Information

likwid-perfctr is a lightweight command line application to configure and read out hardware performance monitoring data on supported x86 processors. It can measure either as wrapper without changing the measured application or with Marker_API functions inside the code, which will turn on and off the counters. Moreover, there are the timeline and stethoscope mode. There are preconfigured performance groups with useful event sets and derived metrics. Additonally, arbitrary events can be measured with custom event sets. The Marker_API can measure mulitple named regions and the results are accumulated over multiple region calls.

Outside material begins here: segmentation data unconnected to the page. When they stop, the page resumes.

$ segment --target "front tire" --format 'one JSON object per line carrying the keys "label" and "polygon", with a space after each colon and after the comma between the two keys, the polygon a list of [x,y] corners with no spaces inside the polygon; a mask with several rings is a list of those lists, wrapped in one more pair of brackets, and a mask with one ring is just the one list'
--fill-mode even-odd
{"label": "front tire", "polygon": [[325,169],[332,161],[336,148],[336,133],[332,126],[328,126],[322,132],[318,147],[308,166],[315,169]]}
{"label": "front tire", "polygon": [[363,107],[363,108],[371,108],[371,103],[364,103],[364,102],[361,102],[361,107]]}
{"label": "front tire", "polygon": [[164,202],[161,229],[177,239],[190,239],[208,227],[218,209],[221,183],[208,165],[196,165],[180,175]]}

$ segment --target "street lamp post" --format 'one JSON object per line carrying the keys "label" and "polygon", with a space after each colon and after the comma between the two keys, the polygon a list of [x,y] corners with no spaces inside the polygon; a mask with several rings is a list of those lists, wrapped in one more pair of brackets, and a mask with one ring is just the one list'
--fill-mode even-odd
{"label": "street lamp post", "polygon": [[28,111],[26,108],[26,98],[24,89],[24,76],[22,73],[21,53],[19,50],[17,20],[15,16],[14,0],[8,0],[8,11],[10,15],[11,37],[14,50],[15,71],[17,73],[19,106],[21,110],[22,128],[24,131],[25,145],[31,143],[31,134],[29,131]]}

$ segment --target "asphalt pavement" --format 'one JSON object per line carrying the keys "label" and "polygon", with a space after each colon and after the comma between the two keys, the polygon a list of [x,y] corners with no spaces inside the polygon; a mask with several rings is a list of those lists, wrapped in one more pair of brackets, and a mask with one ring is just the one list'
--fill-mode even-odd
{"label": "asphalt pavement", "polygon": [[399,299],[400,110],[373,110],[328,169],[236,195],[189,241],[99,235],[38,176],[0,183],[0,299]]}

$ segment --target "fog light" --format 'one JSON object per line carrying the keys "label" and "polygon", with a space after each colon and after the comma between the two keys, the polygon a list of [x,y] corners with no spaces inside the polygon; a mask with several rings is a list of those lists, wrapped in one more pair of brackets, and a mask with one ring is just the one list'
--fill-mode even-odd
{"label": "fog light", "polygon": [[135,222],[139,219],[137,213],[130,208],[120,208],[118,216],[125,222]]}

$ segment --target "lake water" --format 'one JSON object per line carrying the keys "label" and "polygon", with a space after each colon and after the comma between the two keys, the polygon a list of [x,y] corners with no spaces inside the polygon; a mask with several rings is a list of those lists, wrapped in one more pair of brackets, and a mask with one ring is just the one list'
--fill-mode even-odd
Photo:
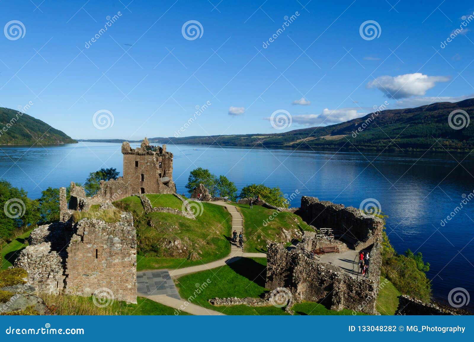
{"label": "lake water", "polygon": [[[138,144],[132,144],[134,145]],[[83,183],[101,167],[122,171],[120,144],[81,142],[45,148],[0,147],[0,178],[31,198],[48,186]],[[474,157],[466,154],[383,153],[167,146],[174,154],[179,193],[201,166],[226,175],[240,191],[251,183],[279,186],[284,194],[359,208],[375,199],[389,216],[387,232],[399,253],[421,251],[431,264],[433,292],[446,302],[455,287],[474,295],[474,199],[446,223],[441,220],[474,191]],[[459,162],[461,162],[460,164]],[[466,201],[467,201],[466,198]],[[473,303],[470,304],[472,306]]]}

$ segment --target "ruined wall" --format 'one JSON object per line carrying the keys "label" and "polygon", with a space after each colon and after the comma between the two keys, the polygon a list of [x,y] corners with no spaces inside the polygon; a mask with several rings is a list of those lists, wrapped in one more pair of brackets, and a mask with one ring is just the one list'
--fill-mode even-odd
{"label": "ruined wall", "polygon": [[297,213],[318,228],[332,229],[337,237],[340,236],[356,249],[382,240],[383,221],[352,207],[345,208],[342,204],[303,196]]}
{"label": "ruined wall", "polygon": [[83,219],[67,248],[65,293],[89,296],[99,289],[137,303],[137,235],[131,213],[119,222]]}
{"label": "ruined wall", "polygon": [[[173,180],[173,154],[166,152],[166,145],[153,150],[150,148],[146,138],[139,148],[132,148],[127,142],[122,144],[123,181],[134,194],[139,193],[141,188],[146,194],[175,193],[176,185]],[[162,180],[166,177],[168,180]]]}
{"label": "ruined wall", "polygon": [[267,253],[265,287],[286,287],[296,301],[319,302],[332,310],[346,308],[376,314],[382,262],[377,255],[381,248],[378,244],[373,248],[371,268],[374,271],[368,277],[357,278],[337,266],[310,259],[296,250],[289,251],[282,244],[272,243]]}
{"label": "ruined wall", "polygon": [[63,259],[55,251],[51,251],[50,242],[27,246],[15,261],[14,267],[20,267],[28,272],[27,285],[40,292],[58,295],[64,287]]}

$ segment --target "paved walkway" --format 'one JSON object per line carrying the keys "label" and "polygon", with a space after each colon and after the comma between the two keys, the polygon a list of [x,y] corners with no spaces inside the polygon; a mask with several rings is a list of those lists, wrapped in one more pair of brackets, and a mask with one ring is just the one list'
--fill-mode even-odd
{"label": "paved walkway", "polygon": [[[226,202],[217,201],[212,202],[212,204],[225,207],[232,218],[232,230],[237,231],[237,234],[241,231],[244,234],[244,219],[242,214],[235,205],[229,204]],[[220,260],[218,260],[208,264],[198,265],[196,266],[186,267],[183,268],[173,269],[170,271],[162,270],[160,271],[144,271],[137,272],[137,291],[139,296],[145,297],[164,305],[170,306],[182,311],[198,315],[223,315],[224,314],[209,310],[202,306],[190,303],[182,300],[179,296],[174,283],[171,277],[176,278],[185,274],[194,273],[201,271],[206,271],[216,267],[225,266],[234,262],[242,258],[266,258],[264,253],[244,253],[243,250],[238,247],[237,244],[231,242],[230,254]],[[155,275],[154,275],[155,274]],[[171,276],[171,277],[170,277]],[[171,287],[169,281],[173,283]],[[176,293],[174,293],[174,291]],[[177,296],[176,295],[177,294]],[[184,308],[183,309],[182,308]]]}

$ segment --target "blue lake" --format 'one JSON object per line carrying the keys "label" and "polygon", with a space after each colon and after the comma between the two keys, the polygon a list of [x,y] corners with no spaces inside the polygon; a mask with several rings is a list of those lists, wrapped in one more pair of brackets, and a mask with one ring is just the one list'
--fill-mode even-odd
{"label": "blue lake", "polygon": [[[100,167],[116,167],[121,174],[120,146],[92,142],[1,146],[0,178],[38,198],[48,186],[83,183]],[[251,183],[280,186],[288,196],[297,194],[292,206],[299,206],[302,195],[356,208],[374,199],[389,216],[387,232],[397,251],[421,251],[431,264],[428,275],[437,299],[446,301],[455,287],[474,295],[474,198],[467,202],[474,191],[472,155],[172,145],[167,149],[174,154],[173,178],[180,194],[186,192],[190,172],[201,166],[226,175],[239,191]],[[467,204],[442,224],[465,196]]]}

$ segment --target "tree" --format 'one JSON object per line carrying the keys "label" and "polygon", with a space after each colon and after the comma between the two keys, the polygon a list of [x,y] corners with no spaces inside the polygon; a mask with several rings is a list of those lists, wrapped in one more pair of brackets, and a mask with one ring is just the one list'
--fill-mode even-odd
{"label": "tree", "polygon": [[418,252],[416,254],[414,254],[413,252],[410,250],[410,249],[409,248],[407,250],[407,251],[405,252],[405,256],[414,260],[415,262],[416,263],[417,267],[420,271],[428,272],[429,270],[429,263],[427,262],[425,263],[423,262],[423,255],[421,254],[421,252]]}
{"label": "tree", "polygon": [[263,184],[250,184],[242,188],[239,197],[246,198],[256,197],[259,195],[260,198],[269,204],[277,207],[288,207],[288,201],[278,186],[269,188]]}
{"label": "tree", "polygon": [[100,188],[100,181],[117,179],[119,175],[120,172],[115,167],[102,168],[95,172],[91,172],[84,184],[86,194],[88,196],[93,196]]}
{"label": "tree", "polygon": [[231,182],[224,176],[219,176],[219,180],[216,185],[219,195],[221,197],[228,196],[229,199],[235,202],[237,198],[237,187],[233,182]]}
{"label": "tree", "polygon": [[0,180],[0,238],[7,239],[16,231],[35,225],[39,221],[38,202],[6,181]]}
{"label": "tree", "polygon": [[188,178],[188,184],[185,187],[190,194],[192,194],[194,189],[202,184],[209,190],[209,194],[214,196],[216,194],[217,185],[219,180],[215,175],[207,169],[198,167],[191,171]]}
{"label": "tree", "polygon": [[59,220],[59,189],[51,186],[41,192],[38,200],[40,223],[44,224]]}

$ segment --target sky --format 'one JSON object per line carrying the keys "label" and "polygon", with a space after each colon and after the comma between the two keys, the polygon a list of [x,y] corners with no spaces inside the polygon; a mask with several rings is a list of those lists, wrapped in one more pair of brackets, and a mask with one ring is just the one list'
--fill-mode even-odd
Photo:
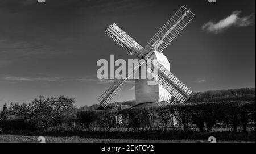
{"label": "sky", "polygon": [[[134,58],[106,28],[144,46],[182,5],[196,16],[163,52],[171,72],[195,92],[255,88],[254,0],[1,0],[0,107],[39,95],[97,103],[113,81],[97,79],[97,61]],[[114,101],[134,99],[134,86]]]}

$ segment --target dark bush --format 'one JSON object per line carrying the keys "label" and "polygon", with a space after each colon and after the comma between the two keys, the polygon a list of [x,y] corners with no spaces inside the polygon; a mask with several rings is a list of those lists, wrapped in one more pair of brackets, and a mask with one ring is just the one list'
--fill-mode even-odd
{"label": "dark bush", "polygon": [[90,126],[96,122],[98,118],[98,114],[95,110],[80,111],[77,113],[76,123],[82,126],[85,126],[87,130],[90,130]]}

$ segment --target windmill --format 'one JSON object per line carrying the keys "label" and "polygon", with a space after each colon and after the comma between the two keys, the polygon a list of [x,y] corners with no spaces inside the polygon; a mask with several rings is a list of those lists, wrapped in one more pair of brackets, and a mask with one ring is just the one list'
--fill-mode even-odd
{"label": "windmill", "polygon": [[[104,107],[106,107],[121,90],[128,78],[146,65],[151,66],[147,69],[147,72],[158,82],[158,84],[152,88],[152,86],[147,85],[144,81],[142,80],[135,81],[137,103],[148,102],[148,99],[155,100],[155,98],[159,100],[159,94],[166,93],[175,94],[172,97],[179,102],[184,103],[192,91],[170,72],[170,66],[166,65],[169,64],[168,60],[162,52],[195,16],[190,9],[182,6],[148,41],[149,45],[144,47],[139,45],[115,23],[109,26],[105,30],[105,33],[125,49],[129,53],[135,55],[139,60],[139,64],[135,66],[127,78],[117,80],[99,97],[98,100],[100,104]],[[147,60],[148,59],[154,60],[152,63],[149,63]],[[151,68],[152,67],[156,68],[158,71],[156,72]],[[150,92],[154,91],[154,93],[145,92],[150,89],[151,90]]]}

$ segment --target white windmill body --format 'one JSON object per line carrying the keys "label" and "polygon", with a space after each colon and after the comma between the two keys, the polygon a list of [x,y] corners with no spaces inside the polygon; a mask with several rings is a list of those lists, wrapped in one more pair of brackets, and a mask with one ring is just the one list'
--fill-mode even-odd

Note that likwid-perfctr measures all events on the specified CPUs and not only the context of the executable. On a highly loaded system it will be hard to determine which part of the given application caused the counter increment. Moreover, it is necessary to ensure that processes and threads are pinned to dedicated resources. You can either pin the application yourself or use the builtin pin functionality.

Options

Option Description

-h, –help Print help message.

-v, –version Print version information.

-V, –verbose <level>

Verbose output during execution for debugging. Possible values for <level>:

0	Output only errors
1	Output some information
2	Output detailed information
3	Output developer information

-i, –info Print CPUID information about processor and about Intel Performance Monitoring features.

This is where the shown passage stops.